Mortgage rates barely budged this week, offering little relief for buyers navigating one of the toughest housing markets in years.
Freddie Mac reported that the average rate on a 30-year fixed mortgage settled at 6.74% for the week ending July 23, a marginal drop from 6.75% the week prior. The average 15-year fixed mortgage dipped to 5.87%, down from 5.92%.
While the shifts are small, the consistency provides some stability in an otherwise unpredictable housing environment. "Overall, the backdrop for the housing market is positive as the economy continues to perform well with solid employment and income growth," said Sam Khater, chief economist at Freddie Mac.

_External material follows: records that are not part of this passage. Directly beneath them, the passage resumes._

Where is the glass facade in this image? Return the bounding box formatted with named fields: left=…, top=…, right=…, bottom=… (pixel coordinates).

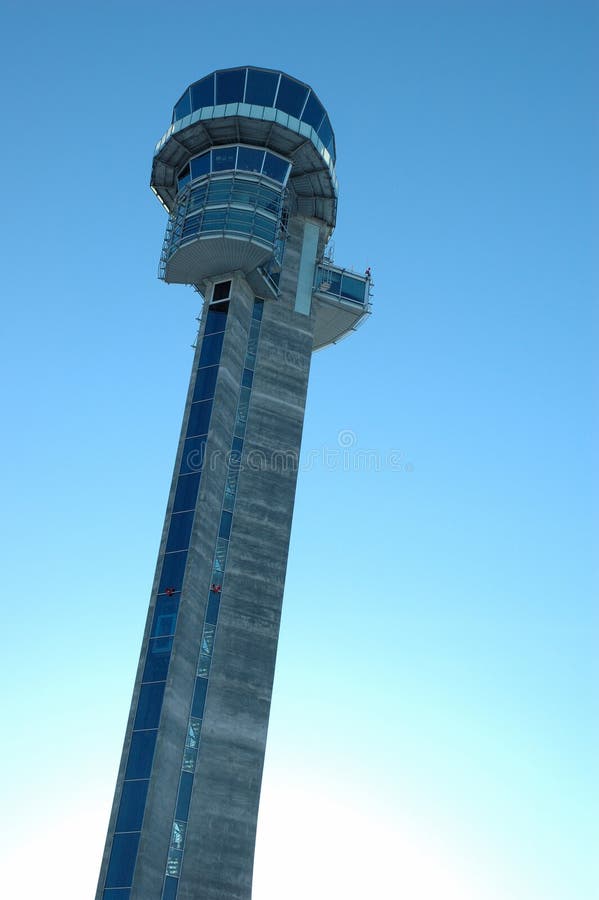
left=160, top=171, right=289, bottom=278
left=173, top=68, right=336, bottom=161
left=177, top=144, right=291, bottom=190
left=103, top=310, right=227, bottom=900
left=162, top=299, right=264, bottom=900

Mortgage activity reflects the mixed signals. Applications to purchase homes climbed 3% from last week, according to the Mortgage Bankers Association, but refinance activity dropped by the same margin. "We expect overall demand to ebb and flow as long as mortgage rates remain volatile due to the ongoing economic uncertainty," said Bob Broeksmit, MBA CEO and president.

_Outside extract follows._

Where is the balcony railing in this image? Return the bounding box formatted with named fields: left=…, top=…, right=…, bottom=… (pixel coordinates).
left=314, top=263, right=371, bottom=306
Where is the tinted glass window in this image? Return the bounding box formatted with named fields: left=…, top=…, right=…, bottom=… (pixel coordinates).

The bigger challenge lies in home sales. Realtor.com now forecasts that existing home sales could fall to just 4 million transactions in 2025, down 1.5% from last year and marking another historic low. At the start of the year, analysts expected sales to rise slightly — but higher borrowing costs and limited affordability have kept many buyers on the sidelines.
For now, mortgage rates remain elevated, and while they have steadied in recent weeks, housing market activity shows few signs of a meaningful rebound.